Anche limitare l’immigrazione potrebbe essere controproducente: uno studio dello University college di Londra ha dimostrato che gli immigrati europei arrivati nel paese tra il 2000 e il 2011 hanno contribuito al bilancio pubblico pagando tasse per 20 miliardi di sterline in tasse.

Nell’ipotesi di un’uscita dall’Unione, ci sono tre scenari possibili:

  1. Uscita “secca”: questa opzione potrebbe costare 78 miliardi di euro all’anno all’economia britannica, per dieci anni. Il 2,2 per cento del pil in meno da oggi al 2030.
  2. Uscita con negoziati sui trattati di libero scambio: come la Svizzera e la Norvegia, in questo caso il Regno Unito non perderebbe del tutto i vantaggi legati al mercato unico, ma dovrebbe rispettare comunque dei regolamenti europei. È lo scenario più credibile.

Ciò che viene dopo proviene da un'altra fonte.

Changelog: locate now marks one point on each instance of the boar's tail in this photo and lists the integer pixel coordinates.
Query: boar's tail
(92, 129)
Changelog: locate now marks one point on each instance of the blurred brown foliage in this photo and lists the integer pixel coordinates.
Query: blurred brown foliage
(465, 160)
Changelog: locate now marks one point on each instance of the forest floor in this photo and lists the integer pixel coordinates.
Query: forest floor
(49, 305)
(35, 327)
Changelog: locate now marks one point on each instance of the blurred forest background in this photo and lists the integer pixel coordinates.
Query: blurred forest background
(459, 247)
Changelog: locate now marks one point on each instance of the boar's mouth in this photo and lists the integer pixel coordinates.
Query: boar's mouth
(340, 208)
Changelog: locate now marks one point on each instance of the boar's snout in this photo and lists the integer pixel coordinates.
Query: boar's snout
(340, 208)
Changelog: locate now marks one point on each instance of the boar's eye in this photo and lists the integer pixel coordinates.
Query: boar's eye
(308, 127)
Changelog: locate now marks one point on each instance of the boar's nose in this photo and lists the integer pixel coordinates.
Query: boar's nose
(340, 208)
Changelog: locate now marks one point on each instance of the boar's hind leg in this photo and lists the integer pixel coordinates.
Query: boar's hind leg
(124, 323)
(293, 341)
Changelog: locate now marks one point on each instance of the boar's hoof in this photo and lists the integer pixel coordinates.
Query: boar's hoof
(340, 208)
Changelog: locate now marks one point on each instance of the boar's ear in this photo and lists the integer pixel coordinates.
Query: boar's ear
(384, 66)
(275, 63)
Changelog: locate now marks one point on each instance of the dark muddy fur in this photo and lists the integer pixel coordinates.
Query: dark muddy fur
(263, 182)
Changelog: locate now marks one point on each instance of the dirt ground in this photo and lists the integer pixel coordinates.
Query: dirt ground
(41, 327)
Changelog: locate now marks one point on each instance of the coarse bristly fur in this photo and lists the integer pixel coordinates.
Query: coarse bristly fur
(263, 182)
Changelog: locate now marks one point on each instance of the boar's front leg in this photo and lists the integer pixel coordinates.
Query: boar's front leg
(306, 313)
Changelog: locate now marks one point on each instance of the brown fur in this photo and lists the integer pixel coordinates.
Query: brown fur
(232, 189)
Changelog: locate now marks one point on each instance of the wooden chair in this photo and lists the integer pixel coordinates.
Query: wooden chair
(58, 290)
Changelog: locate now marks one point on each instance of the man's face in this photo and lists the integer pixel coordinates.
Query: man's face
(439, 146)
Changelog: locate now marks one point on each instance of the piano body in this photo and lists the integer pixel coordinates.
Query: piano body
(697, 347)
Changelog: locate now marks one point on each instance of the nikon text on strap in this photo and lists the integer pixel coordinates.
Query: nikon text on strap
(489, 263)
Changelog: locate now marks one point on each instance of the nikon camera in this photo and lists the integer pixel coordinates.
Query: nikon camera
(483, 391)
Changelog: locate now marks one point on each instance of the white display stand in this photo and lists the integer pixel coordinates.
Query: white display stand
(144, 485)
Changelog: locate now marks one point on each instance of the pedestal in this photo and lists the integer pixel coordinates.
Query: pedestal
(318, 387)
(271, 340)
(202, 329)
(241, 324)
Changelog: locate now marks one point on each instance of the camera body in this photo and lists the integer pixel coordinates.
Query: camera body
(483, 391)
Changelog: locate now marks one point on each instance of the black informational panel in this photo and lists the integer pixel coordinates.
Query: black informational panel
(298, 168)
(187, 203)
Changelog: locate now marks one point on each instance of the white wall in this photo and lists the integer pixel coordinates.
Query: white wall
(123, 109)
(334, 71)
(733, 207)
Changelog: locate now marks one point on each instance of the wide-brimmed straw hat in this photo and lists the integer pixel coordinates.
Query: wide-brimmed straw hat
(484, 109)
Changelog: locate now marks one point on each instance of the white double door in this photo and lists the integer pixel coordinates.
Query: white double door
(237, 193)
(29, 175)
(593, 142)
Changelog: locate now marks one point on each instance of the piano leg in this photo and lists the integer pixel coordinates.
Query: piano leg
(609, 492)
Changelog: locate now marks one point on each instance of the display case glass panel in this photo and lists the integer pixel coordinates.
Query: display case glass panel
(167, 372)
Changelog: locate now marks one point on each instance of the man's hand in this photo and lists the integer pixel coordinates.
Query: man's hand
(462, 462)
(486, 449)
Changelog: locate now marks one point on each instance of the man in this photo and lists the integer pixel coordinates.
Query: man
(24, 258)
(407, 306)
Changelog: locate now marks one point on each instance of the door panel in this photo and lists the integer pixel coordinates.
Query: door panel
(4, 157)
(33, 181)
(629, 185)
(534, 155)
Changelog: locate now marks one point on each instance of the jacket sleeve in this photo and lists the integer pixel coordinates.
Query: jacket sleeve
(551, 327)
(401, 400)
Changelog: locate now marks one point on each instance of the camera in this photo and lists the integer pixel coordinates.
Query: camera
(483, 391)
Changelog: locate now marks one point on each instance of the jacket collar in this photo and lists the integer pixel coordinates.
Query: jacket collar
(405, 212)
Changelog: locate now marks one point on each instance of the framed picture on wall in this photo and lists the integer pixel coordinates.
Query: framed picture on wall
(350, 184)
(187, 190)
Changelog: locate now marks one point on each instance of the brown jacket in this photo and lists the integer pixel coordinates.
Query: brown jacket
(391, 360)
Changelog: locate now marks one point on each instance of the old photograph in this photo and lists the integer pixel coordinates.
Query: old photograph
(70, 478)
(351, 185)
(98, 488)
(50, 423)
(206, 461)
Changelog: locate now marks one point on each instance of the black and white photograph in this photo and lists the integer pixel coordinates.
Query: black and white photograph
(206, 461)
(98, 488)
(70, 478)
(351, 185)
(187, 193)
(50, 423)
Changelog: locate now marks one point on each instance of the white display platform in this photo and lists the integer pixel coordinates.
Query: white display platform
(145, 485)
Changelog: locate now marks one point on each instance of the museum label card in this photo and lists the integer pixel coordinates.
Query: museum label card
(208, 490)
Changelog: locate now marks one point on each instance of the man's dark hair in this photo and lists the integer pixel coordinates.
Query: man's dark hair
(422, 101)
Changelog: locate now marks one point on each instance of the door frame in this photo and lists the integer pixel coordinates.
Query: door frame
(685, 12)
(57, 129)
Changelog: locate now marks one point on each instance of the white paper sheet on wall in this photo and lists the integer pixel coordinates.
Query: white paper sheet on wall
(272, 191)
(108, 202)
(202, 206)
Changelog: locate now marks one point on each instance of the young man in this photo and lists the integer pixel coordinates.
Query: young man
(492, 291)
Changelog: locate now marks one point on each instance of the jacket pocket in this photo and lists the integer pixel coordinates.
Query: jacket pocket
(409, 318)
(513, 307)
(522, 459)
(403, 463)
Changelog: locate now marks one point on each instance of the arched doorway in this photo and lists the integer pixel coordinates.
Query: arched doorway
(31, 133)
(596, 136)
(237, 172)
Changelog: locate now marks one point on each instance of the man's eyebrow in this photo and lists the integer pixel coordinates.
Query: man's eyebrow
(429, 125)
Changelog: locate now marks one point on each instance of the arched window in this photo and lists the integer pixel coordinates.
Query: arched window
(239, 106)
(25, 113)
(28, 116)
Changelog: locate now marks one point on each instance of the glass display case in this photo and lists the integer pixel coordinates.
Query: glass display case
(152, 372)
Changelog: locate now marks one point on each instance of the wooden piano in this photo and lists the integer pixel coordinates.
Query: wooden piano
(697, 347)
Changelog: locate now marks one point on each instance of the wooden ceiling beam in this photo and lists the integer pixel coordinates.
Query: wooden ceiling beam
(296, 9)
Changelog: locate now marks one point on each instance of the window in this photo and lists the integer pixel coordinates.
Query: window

Il pil potrebbe aumentare dello 0,8 per cento o diminuire dello 0,6 per cento a seconda delle modalità scelte.
  3. Uscita con negoziati commerciali con il resto del mondo: il Regno Unito potrebbe negoziare accordi con l’Asia, e potrebbe veder aumentare il suo pil dell’1,6 per cento da qui al 2030. Ma dovrebbe liberalizzare l’economia, e le imprese e i lavoratori dovrebbero affrontare una forte concorrenza di paesi dove il costo del lavoro è più basso.

L’uscita dall’Ue avrebbe ricadute anche sui paesi dell’Unione: in Irlanda diminuirebbe il 2,7 per cento del pil pro capite, in Francia e in Germania lo 0,3.